The insertion and search algorithm for navigable small world works as follows:

Start from any arbitrary vertex
Use a greedy search algorithm to traverse the graph, going to the neighbor closest to the query, stop when the node is closer to the query than any of its neighbors
Repeat this K times, each time choosing a random starting point, and only pick nodes that have not been visited before
Now that a set of K nearest neighbors is found, keep iterating and replacing the farthest of the K nodes with the newly found nearest neighbor
Stop when the set of K nodes cannot be improved in an iteration
At search time, simply return the K nearest neighbors. At insertion time, add the query node to the graph and add edges from that node to the K nearest neighbors

Search Service

Search Algorithm

Since product quantization with inverted indexing is the current state of the art in ANNS, we’ll be focusing on that here. At search time, the distance between the embedding vector of the query image and the PQ-codes in the index can be efficiently calculated using Asymmetric Distance Computation (ADC), which approximates distances between embedding vectors. This method is still using a linear scan, so it does not scale well with a large index.

To handle a much larger (billion scale) index, a search system with inverted indexing is commonly used.
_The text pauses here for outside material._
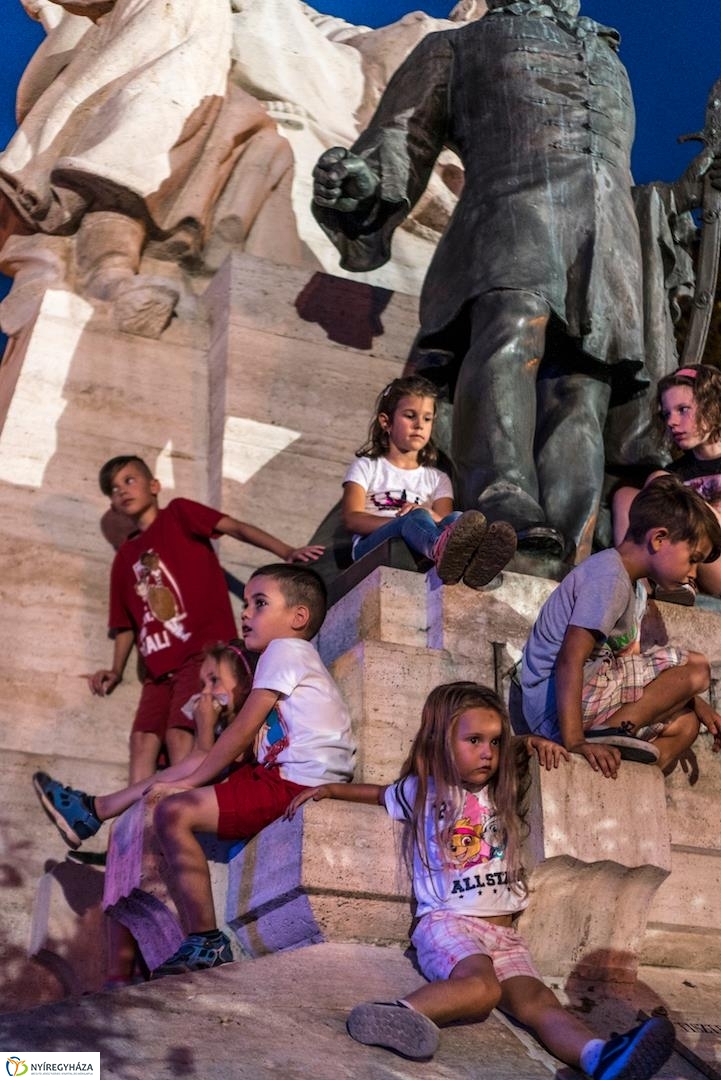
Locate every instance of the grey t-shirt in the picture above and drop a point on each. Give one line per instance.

At indexing time, the N entities are put into J buckets, and a representative vector is computed for each bucket. Instead of performing PQ on each embedding vector, we can actually perform PQ on the residual vector between each embedding vector and its corresponding representative vector.

At search time, we select the nearest buckets for the query vector in a process called coarse quantization, and then we perform distance calculation using ADC. Since we only have to search through the PQ-codes in the select buckets, we ensure that search time would not scale up linearly with the number of entities in the index.

Using this method called inverted file system with the asymmetric distance computation (IVFADC), a search time of 10–100 milliseconds can be achieved for an index size of one billion.

Service Infrastructure

The visual search service can be deployed as a simple web service with a single API endpoint to perform search. The request to this endpoint needs to provide one or more seed images and bounding boxes, as well as any customized configurations for the search. Some infrastructure problems to consider include:

Memory constraint and loading time for the index
Preprocessing and postprocessing of images
Scalability in terms of the number of entities in the index
Scalability in terms of the number of results to return